Eine berichtigende Entgegnung hinsichtlich des
Glühverfahrens bei der Aufbereitung der Torföle; von Dr. J. J. Breitenlohner.
Breitenlohner, über das Glühverfahren bei der Aufbereitung der
Torföle.
Hr. Dr. Hermann Vohl in Cöln
hat am Schluß einer Abhandlung,Siehe dieses Journal Bd. CLXXIII S. 459. in welcher er die Grundsätze der trockenen Destillation bituminöser
Fossilien behufs Darstellung fester und flüssiger Kohlenwasserstoffe entwickelt,
mein GlühverfahrenSiehe dieses Journal Bd. CLXVII S. 378. rundweg mit der Bemerkung abgethan, daß alle Methoden, welche auf dem
Princip basiren die schweren Oele durch Einströmenlassen derselben in glühende
Gefäße in leichtere Oele zu verwandeln, für die Technik zu verwerfen sind.
Die Stelle in meiner Abhandlung über die Glühung der Oele wurde aber von Hrn. Dr. Vohl gänzlich
mißverstanden, und derselbe hat somit einen Gegenstand bekämpft, welcher
thatsächlich gar nicht existirte.
Ich theile mit Hrn. Dr. Vohl
vollkommen die erfahrungsmäßige Ueberzeugung, daß, wenn man Oele in glühende Gefäße
einströmen läßt, dadurch wohl die Bildung von brennbaren Gasen und
kohlenstoffreichen Hydrocarbüren bewirkt wird, aber nur in geringem Grade
gewissermaßen eine Spaltung der schweren Oele in wasserstoffreichere, condensirbare
Kohlenwasserstoffe eintritt; nur können diese Vorgänge wieder vielfach durch die Art
und Weise der Abführung des Processes modificirt werden.
Es wurden von mir die darauf bezüglichen, mehrfach abgeänderten Experimente von der
Ueberführung der Oele in Gas an durchgemacht, und im Laufe dieser Versuche die schon
länger bekannte Absicht, die schweren Oele durch Einströmenlassen derselben in
glühende leere oder mit verschiedenen porösen Materialien beschickte Gefäße in
leichtere Oele zu verwandeln, als nicht ausführbar wiedererkannt, wie ich es auch in
der betreffenden Abhandlung auseinandergesetzt habe.
Nachdem sonach auch ich das Einströmenlassen der Oele in glühende Gefäße oder
überhitzte Materialien als für die Torftechnik verwerflich bezeichnen mußte,
gelangte ich dahin, diese Methode insoferne zu verbessern, und praktisch und
nutzbringend zu machen, daß ich nicht die Oele, sondern die
Dämpfe dieser Oele durch glühende Abzugsrohre leitete.

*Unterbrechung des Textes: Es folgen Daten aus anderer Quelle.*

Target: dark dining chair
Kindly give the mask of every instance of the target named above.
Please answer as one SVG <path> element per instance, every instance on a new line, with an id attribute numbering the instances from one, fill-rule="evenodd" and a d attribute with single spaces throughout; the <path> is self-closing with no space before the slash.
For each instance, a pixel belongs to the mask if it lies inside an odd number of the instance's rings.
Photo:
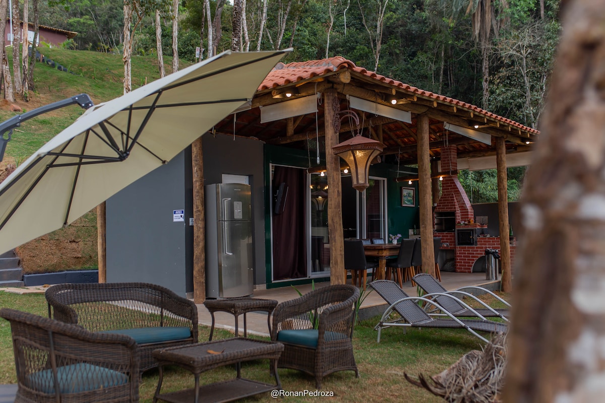
<path id="1" fill-rule="evenodd" d="M 433 245 L 435 254 L 435 276 L 440 282 L 441 271 L 439 270 L 439 253 L 441 253 L 441 238 L 433 238 Z"/>
<path id="2" fill-rule="evenodd" d="M 344 241 L 344 268 L 351 271 L 351 282 L 355 285 L 356 279 L 359 279 L 359 286 L 361 286 L 361 277 L 363 274 L 364 289 L 367 281 L 368 270 L 376 269 L 378 262 L 366 260 L 364 243 L 361 239 L 345 239 Z M 372 276 L 373 277 L 373 276 Z"/>
<path id="3" fill-rule="evenodd" d="M 412 271 L 412 276 L 416 276 L 417 274 L 422 272 L 420 271 L 420 266 L 422 266 L 422 250 L 421 248 L 422 241 L 420 238 L 416 239 L 416 243 L 414 244 L 414 253 L 412 256 L 412 264 L 413 266 L 413 269 Z M 441 238 L 433 238 L 433 252 L 435 256 L 435 276 L 437 279 L 440 282 L 441 281 L 441 273 L 439 272 L 439 265 L 437 262 L 437 260 L 439 257 L 439 252 L 441 250 Z M 406 280 L 404 279 L 404 281 Z M 416 286 L 416 282 L 412 279 L 412 285 Z"/>
<path id="4" fill-rule="evenodd" d="M 393 273 L 397 276 L 397 281 L 399 283 L 400 287 L 403 287 L 403 282 L 407 281 L 407 278 L 411 279 L 414 277 L 413 268 L 412 267 L 412 254 L 414 253 L 414 245 L 416 244 L 416 239 L 404 239 L 399 247 L 399 253 L 397 255 L 397 259 L 387 262 L 386 279 L 391 279 L 391 274 Z M 405 271 L 405 280 L 403 276 L 404 271 Z"/>

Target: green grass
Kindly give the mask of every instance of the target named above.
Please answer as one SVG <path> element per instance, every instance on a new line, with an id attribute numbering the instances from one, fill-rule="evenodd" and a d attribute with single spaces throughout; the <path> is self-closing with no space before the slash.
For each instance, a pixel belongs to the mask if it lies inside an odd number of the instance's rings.
<path id="1" fill-rule="evenodd" d="M 24 112 L 52 102 L 85 93 L 95 104 L 109 101 L 123 94 L 124 68 L 120 55 L 87 51 L 63 49 L 39 50 L 41 53 L 69 69 L 70 73 L 60 71 L 45 63 L 38 62 L 34 69 L 34 90 L 30 91 L 31 102 L 18 102 Z M 11 51 L 7 50 L 9 59 Z M 172 59 L 165 57 L 167 73 L 171 72 Z M 186 67 L 191 63 L 181 61 Z M 9 60 L 9 65 L 12 65 Z M 73 74 L 71 74 L 73 73 Z M 157 59 L 155 56 L 134 56 L 132 59 L 132 89 L 146 82 L 159 78 Z M 24 122 L 15 131 L 7 146 L 6 156 L 18 163 L 22 161 L 36 150 L 73 123 L 83 110 L 77 106 L 50 112 Z M 18 114 L 0 109 L 0 121 Z"/>
<path id="2" fill-rule="evenodd" d="M 506 298 L 509 297 L 505 295 Z M 19 295 L 0 292 L 0 306 L 15 308 L 22 311 L 45 316 L 47 305 L 41 294 Z M 439 398 L 416 387 L 404 378 L 404 372 L 416 376 L 419 373 L 432 375 L 440 372 L 460 356 L 473 349 L 480 349 L 479 340 L 462 329 L 390 328 L 382 331 L 380 343 L 376 343 L 374 326 L 379 318 L 363 321 L 355 330 L 353 345 L 361 378 L 357 379 L 352 371 L 337 372 L 324 379 L 322 390 L 334 393 L 334 398 L 281 398 L 288 402 L 318 402 L 318 399 L 330 399 L 332 402 L 365 402 L 368 401 L 406 402 L 407 403 L 437 403 Z M 200 327 L 200 340 L 208 340 L 209 329 Z M 217 329 L 215 338 L 231 337 L 232 334 Z M 266 340 L 266 339 L 264 339 Z M 10 326 L 0 319 L 0 383 L 15 383 L 12 346 Z M 243 375 L 264 382 L 271 382 L 267 360 L 258 360 L 243 364 Z M 235 369 L 227 366 L 203 373 L 200 382 L 207 384 L 235 377 Z M 298 371 L 278 370 L 282 386 L 286 391 L 315 390 L 312 377 Z M 151 402 L 157 385 L 157 370 L 151 370 L 143 375 L 139 391 L 142 402 Z M 193 376 L 177 367 L 168 367 L 165 371 L 162 392 L 178 390 L 192 387 Z M 240 401 L 264 402 L 272 401 L 269 394 L 249 398 Z"/>

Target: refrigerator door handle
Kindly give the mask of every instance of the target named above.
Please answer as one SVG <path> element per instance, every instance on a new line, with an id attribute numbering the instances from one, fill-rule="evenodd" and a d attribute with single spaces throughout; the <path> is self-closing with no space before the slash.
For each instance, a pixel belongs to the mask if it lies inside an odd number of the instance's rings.
<path id="1" fill-rule="evenodd" d="M 229 225 L 224 225 L 223 230 L 223 248 L 224 250 L 223 252 L 226 255 L 232 255 L 232 252 L 229 252 L 228 247 L 229 242 L 229 235 L 227 233 L 227 227 Z"/>
<path id="2" fill-rule="evenodd" d="M 225 198 L 223 199 L 223 218 L 220 219 L 223 220 L 231 220 L 233 219 L 227 216 L 227 202 L 231 199 L 231 198 Z"/>

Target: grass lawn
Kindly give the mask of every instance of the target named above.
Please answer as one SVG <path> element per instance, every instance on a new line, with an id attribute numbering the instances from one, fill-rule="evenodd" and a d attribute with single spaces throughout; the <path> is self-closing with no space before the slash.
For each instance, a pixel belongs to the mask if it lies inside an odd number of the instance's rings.
<path id="1" fill-rule="evenodd" d="M 505 299 L 508 296 L 505 296 Z M 485 300 L 493 306 L 493 301 Z M 42 294 L 18 295 L 0 291 L 0 306 L 14 308 L 41 315 L 47 314 L 46 301 Z M 317 402 L 318 399 L 330 399 L 332 402 L 355 402 L 368 401 L 407 402 L 425 403 L 443 402 L 440 398 L 428 391 L 409 384 L 404 378 L 404 372 L 412 375 L 438 373 L 457 361 L 471 350 L 480 349 L 481 341 L 462 329 L 390 328 L 382 331 L 381 343 L 376 343 L 374 326 L 379 318 L 362 321 L 355 327 L 353 344 L 355 359 L 361 377 L 356 378 L 352 371 L 337 372 L 324 378 L 322 390 L 333 392 L 333 398 L 284 397 L 288 402 Z M 10 326 L 0 319 L 0 384 L 16 382 L 14 358 L 10 339 Z M 200 327 L 200 340 L 207 340 L 209 329 Z M 232 336 L 226 330 L 217 329 L 214 338 Z M 271 382 L 269 375 L 269 361 L 260 360 L 242 366 L 243 376 Z M 280 378 L 285 391 L 315 390 L 315 381 L 297 371 L 280 369 Z M 226 380 L 235 377 L 232 366 L 204 373 L 201 383 Z M 151 370 L 143 375 L 140 387 L 140 401 L 151 402 L 157 384 L 157 370 Z M 165 371 L 163 392 L 192 387 L 193 376 L 186 371 L 169 367 Z M 268 393 L 240 401 L 263 402 L 273 400 Z"/>

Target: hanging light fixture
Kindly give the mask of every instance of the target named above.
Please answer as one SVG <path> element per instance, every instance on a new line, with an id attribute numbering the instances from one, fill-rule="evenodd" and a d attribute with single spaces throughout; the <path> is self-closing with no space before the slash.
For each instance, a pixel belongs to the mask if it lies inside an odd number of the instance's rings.
<path id="1" fill-rule="evenodd" d="M 343 111 L 339 112 L 339 114 L 341 115 L 340 120 L 345 117 L 350 117 L 355 121 L 357 123 L 357 134 L 352 138 L 333 147 L 332 152 L 348 164 L 353 189 L 363 192 L 370 185 L 368 179 L 370 164 L 382 152 L 384 144 L 361 135 L 359 132 L 359 118 L 355 112 Z M 336 132 L 338 132 L 338 130 Z"/>

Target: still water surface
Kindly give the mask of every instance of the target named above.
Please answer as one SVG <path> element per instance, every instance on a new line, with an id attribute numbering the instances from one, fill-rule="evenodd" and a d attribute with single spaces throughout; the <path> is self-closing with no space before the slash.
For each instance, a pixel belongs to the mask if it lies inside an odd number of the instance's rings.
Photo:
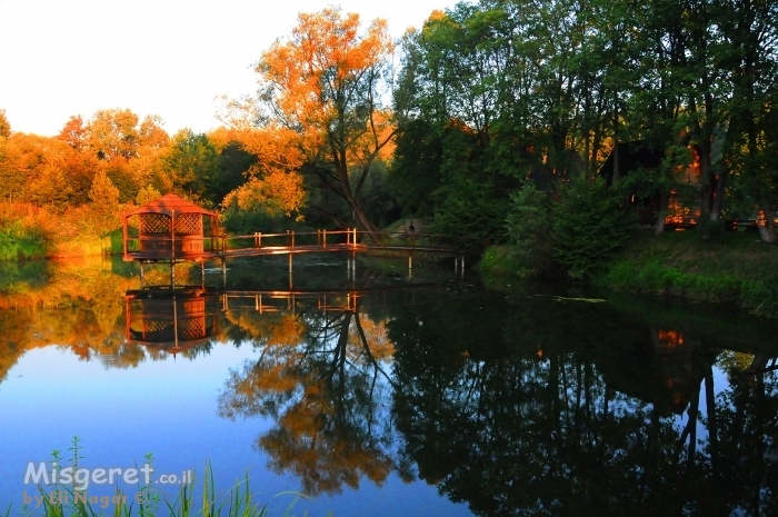
<path id="1" fill-rule="evenodd" d="M 210 461 L 223 493 L 248 473 L 271 515 L 778 513 L 774 325 L 296 260 L 293 278 L 285 258 L 233 262 L 176 299 L 121 262 L 3 265 L 0 508 L 78 436 L 90 469 L 153 453 L 156 476 L 201 479 Z"/>

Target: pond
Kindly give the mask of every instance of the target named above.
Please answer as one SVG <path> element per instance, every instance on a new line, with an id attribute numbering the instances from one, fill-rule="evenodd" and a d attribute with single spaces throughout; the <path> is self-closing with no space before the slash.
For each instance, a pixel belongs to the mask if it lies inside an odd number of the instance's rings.
<path id="1" fill-rule="evenodd" d="M 778 514 L 774 324 L 452 264 L 295 260 L 228 262 L 205 288 L 184 266 L 174 291 L 162 267 L 141 286 L 116 260 L 1 265 L 0 515 L 36 511 L 53 449 L 90 496 L 148 489 L 121 476 L 151 453 L 169 500 L 163 481 L 199 490 L 210 465 L 271 516 Z"/>

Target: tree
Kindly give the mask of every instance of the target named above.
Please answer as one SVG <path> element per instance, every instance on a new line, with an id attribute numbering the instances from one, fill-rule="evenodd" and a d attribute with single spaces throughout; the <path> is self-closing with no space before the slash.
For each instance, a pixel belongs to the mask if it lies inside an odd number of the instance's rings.
<path id="1" fill-rule="evenodd" d="M 392 48 L 383 20 L 360 32 L 359 16 L 337 8 L 299 14 L 291 36 L 262 53 L 258 96 L 231 105 L 230 122 L 252 128 L 243 140 L 258 157 L 252 173 L 309 173 L 315 188 L 333 192 L 351 213 L 319 211 L 375 231 L 361 195 L 395 135 L 383 101 Z"/>
<path id="2" fill-rule="evenodd" d="M 6 118 L 6 110 L 0 109 L 0 138 L 8 138 L 11 136 L 11 125 Z"/>
<path id="3" fill-rule="evenodd" d="M 94 176 L 89 190 L 92 225 L 100 237 L 104 237 L 119 227 L 119 189 L 113 186 L 108 175 L 100 171 Z"/>
<path id="4" fill-rule="evenodd" d="M 219 175 L 219 152 L 206 135 L 181 129 L 162 158 L 172 178 L 173 189 L 189 195 L 193 200 L 217 200 L 209 196 L 209 185 Z"/>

Es ist offenbar ein sehr großer Unterschied, ob das Oel im flüssigen Zustande oder in
Dampfform mit glühenden Flächen in Berührung kommt. Das, was Hr. Dr. Vohl für den ersteren
Fall sagt, hat seine volle Richtigkeit. Läßt man Oele in geschlossenen Räumen auf
glühende Flächen fließen, so unterliegen dieselben in ihrer Gesammtheit einer
energischen und jähen Zersetzung, als deren Resultate Gase und kohlenstoffreiche
Körper auftreten, und sind die Oele zugleich roh und paraffinhaltig, so hat man es
je nach der Temperatur mehr oder weniger noch mit den Zersetzungsproducten des
Paraffins und der basischen und säureartigen Verunreinigungen derselben zu thun.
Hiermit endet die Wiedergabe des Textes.